No services to Edinburgh Waverley call here.

- Westbound
- 1tph to Balloch via Yoker
- 2tph to Glasgow Central High Level
- 2tph to Milngavie

No services from Edinburgh Waverley via Shotts to Glasgow Central calling here.

| Preceding station | National Rail |  |  | Following station |
|---|---|---|---|---|
| Uddingston |  | ScotRail Shotts Line (limited service) |  | Glasgow Central |
| Newton |  | ScotRail Argyle Line |  | Rutherglen |
|  | Historical railways |  |  |  |
| Newton Line and station open |  | Caledonian Railway Clydesdale Junction Railway |  | Rutherglen Line and station open |

== Station facilities ==
Cambuslang is covered by CCTV and is completely accessible by wheelchair from the Main Street entrance.
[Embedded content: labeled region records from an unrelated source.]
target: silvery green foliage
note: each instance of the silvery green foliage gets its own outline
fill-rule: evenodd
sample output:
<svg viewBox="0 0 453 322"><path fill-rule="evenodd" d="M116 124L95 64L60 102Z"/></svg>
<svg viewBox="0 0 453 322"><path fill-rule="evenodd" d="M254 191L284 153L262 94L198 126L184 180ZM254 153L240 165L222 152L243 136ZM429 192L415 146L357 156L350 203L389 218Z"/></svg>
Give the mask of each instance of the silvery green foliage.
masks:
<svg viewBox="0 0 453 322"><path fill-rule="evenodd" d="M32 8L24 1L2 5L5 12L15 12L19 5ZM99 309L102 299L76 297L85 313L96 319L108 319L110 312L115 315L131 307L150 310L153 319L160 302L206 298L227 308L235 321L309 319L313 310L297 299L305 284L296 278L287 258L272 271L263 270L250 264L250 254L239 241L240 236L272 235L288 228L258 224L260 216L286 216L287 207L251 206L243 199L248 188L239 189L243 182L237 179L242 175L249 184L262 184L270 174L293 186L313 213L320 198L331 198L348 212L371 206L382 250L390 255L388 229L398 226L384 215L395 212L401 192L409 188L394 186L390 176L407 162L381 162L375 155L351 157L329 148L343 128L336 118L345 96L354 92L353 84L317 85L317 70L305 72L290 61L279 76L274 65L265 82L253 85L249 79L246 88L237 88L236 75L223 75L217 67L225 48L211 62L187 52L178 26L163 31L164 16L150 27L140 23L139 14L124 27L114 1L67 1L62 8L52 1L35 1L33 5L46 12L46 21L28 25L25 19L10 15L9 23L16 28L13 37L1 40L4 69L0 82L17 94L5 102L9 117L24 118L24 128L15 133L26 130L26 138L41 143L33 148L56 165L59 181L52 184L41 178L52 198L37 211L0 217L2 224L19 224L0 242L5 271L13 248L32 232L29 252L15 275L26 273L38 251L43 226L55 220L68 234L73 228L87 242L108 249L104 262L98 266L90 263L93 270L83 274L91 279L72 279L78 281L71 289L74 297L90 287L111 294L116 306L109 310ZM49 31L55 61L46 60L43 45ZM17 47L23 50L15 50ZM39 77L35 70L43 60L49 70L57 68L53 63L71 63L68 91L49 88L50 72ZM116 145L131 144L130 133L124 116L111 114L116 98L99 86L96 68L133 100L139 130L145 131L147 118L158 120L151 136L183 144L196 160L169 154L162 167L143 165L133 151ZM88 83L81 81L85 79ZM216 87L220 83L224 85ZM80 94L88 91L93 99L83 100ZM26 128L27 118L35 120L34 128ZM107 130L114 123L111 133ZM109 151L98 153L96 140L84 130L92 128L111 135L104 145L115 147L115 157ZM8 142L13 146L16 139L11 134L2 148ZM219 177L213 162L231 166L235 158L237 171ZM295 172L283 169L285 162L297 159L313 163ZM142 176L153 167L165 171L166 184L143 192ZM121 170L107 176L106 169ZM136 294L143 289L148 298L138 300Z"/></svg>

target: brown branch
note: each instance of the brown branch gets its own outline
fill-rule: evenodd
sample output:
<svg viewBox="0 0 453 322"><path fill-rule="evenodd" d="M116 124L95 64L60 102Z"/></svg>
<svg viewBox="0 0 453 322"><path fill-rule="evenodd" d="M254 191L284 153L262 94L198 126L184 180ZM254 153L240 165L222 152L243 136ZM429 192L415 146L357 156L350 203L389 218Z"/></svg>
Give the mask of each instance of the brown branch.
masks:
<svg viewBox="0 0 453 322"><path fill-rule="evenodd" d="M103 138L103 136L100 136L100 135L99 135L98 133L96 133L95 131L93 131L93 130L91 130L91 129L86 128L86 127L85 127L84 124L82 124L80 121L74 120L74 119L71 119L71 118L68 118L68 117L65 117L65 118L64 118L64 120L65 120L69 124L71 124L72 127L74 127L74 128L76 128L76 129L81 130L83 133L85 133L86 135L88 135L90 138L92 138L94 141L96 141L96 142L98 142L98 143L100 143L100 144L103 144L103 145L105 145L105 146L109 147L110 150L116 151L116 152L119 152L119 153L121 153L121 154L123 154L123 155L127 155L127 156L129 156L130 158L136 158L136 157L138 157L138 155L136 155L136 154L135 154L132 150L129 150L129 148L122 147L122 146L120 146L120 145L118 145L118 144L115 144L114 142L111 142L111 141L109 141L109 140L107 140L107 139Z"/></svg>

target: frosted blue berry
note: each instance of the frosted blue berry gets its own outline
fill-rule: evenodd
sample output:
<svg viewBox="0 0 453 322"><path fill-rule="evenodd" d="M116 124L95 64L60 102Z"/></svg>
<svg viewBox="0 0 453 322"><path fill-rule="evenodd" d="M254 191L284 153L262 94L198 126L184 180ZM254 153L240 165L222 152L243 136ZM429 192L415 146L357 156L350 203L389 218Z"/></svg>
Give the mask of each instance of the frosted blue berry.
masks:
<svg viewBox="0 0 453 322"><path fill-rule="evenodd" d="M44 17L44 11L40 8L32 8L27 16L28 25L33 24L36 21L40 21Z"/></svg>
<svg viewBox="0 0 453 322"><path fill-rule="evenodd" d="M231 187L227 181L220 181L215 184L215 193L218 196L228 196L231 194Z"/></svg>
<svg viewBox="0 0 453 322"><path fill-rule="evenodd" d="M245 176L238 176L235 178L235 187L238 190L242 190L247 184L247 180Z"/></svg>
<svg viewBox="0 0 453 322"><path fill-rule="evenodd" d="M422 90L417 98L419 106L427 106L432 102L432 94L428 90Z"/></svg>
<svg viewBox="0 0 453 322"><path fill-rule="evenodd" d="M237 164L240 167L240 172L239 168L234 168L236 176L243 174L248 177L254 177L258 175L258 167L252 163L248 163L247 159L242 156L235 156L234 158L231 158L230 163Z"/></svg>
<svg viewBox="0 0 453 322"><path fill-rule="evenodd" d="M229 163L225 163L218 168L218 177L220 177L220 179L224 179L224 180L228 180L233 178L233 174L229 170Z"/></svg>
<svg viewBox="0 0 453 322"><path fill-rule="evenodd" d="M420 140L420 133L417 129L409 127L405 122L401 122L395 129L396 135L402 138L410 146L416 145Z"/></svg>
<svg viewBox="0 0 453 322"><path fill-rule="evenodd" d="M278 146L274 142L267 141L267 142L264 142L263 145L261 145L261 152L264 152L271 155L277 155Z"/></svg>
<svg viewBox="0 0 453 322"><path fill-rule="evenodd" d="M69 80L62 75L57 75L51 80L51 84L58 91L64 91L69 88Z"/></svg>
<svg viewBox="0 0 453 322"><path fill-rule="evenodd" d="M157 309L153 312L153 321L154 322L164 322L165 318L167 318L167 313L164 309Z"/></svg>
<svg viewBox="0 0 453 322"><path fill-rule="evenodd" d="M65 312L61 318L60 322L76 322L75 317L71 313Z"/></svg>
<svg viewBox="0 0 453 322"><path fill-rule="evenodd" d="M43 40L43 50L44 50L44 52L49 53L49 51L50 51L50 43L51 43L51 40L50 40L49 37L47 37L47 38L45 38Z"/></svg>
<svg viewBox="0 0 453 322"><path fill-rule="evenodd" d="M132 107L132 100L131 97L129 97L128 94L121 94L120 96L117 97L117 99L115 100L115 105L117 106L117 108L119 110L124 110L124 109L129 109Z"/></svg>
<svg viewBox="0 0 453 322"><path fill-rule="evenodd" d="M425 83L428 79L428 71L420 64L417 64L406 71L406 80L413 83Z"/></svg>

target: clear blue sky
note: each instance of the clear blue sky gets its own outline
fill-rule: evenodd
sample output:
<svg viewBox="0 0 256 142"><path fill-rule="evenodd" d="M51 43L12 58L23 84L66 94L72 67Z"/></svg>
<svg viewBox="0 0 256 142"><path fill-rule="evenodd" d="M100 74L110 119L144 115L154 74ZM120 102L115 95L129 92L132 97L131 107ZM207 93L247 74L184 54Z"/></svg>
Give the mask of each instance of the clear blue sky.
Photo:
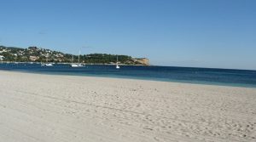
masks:
<svg viewBox="0 0 256 142"><path fill-rule="evenodd" d="M256 70L256 0L0 0L0 45Z"/></svg>

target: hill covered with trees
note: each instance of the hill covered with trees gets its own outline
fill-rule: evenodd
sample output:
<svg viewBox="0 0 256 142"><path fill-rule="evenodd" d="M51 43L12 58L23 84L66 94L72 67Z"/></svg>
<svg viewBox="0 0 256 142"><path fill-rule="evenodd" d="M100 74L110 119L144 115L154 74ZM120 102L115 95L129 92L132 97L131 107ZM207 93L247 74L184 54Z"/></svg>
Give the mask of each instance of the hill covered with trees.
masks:
<svg viewBox="0 0 256 142"><path fill-rule="evenodd" d="M81 54L79 60L81 63L87 64L114 64L117 56L119 64L148 65L148 59L132 58L128 55L90 54ZM79 62L79 55L38 47L21 48L0 46L0 61L71 63Z"/></svg>

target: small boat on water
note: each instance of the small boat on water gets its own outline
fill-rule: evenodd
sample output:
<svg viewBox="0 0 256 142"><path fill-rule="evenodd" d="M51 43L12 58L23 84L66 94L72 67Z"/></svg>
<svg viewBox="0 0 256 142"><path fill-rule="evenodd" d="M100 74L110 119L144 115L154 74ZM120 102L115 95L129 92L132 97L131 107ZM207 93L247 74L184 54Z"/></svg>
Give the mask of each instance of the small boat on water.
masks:
<svg viewBox="0 0 256 142"><path fill-rule="evenodd" d="M70 65L71 67L81 67L84 66L82 64L71 64Z"/></svg>
<svg viewBox="0 0 256 142"><path fill-rule="evenodd" d="M119 69L120 68L120 66L119 65L119 56L118 55L116 56L116 65L115 65L115 68L116 69Z"/></svg>
<svg viewBox="0 0 256 142"><path fill-rule="evenodd" d="M72 64L70 65L71 67L82 67L82 66L84 66L84 64L80 63L80 54L81 54L81 49L79 49L79 63L73 63L73 55L72 56Z"/></svg>

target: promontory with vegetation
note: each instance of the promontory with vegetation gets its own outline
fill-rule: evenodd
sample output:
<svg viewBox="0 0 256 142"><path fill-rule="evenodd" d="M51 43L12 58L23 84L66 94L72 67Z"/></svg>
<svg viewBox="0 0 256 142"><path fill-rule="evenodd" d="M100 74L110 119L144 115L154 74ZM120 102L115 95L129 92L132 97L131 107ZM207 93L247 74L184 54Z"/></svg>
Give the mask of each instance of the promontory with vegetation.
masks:
<svg viewBox="0 0 256 142"><path fill-rule="evenodd" d="M116 58L119 64L148 65L147 58L132 58L128 55L108 54L90 54L79 56L81 63L87 64L115 64ZM64 54L50 49L29 47L27 48L0 46L0 61L2 62L78 62L78 54Z"/></svg>

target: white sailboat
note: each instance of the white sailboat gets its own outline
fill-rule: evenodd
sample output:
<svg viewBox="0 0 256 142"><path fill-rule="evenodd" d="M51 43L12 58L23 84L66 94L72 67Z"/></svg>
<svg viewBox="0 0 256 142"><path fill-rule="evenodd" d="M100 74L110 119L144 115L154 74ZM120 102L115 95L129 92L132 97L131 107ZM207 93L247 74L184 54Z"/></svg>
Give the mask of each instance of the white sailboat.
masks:
<svg viewBox="0 0 256 142"><path fill-rule="evenodd" d="M71 67L81 67L81 66L84 66L82 64L80 64L80 54L81 54L81 49L79 49L79 63L73 63L73 55L72 56L72 64L70 65Z"/></svg>
<svg viewBox="0 0 256 142"><path fill-rule="evenodd" d="M120 68L120 66L119 65L119 56L118 55L116 56L116 65L115 65L115 68L116 69L119 69Z"/></svg>
<svg viewBox="0 0 256 142"><path fill-rule="evenodd" d="M53 64L48 63L48 55L46 56L46 63L42 64L41 65L42 66L52 66L53 65Z"/></svg>

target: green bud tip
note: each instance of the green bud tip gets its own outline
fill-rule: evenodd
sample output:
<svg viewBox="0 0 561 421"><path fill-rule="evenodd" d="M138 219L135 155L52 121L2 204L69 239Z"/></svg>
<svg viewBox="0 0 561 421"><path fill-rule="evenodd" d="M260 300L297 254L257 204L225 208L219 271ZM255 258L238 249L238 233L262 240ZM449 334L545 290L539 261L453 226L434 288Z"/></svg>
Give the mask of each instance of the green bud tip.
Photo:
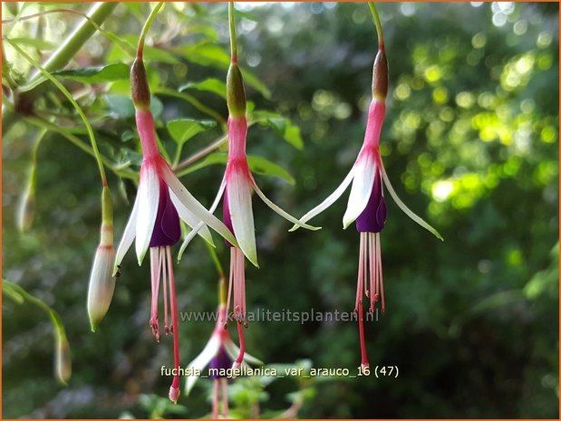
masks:
<svg viewBox="0 0 561 421"><path fill-rule="evenodd" d="M131 68L131 91L136 109L146 110L150 107L150 87L141 57L137 57Z"/></svg>
<svg viewBox="0 0 561 421"><path fill-rule="evenodd" d="M244 78L236 62L230 63L226 77L226 101L231 117L246 116Z"/></svg>
<svg viewBox="0 0 561 421"><path fill-rule="evenodd" d="M372 97L385 100L388 95L388 60L383 48L378 50L372 68Z"/></svg>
Timetables are posted on the footbridge and staff are on hand to assist passengers; real-time service information is provided by passenger information screens on the platforms. The footbridge is at street-level, and its metal sides rise to above average head-height, rendering the railway tracks invisible to anyone crossing. Access from the footbridge to platforms is via broad ramps. A ticket vending machine and new waiting shelters were recently installed on the westbound platform.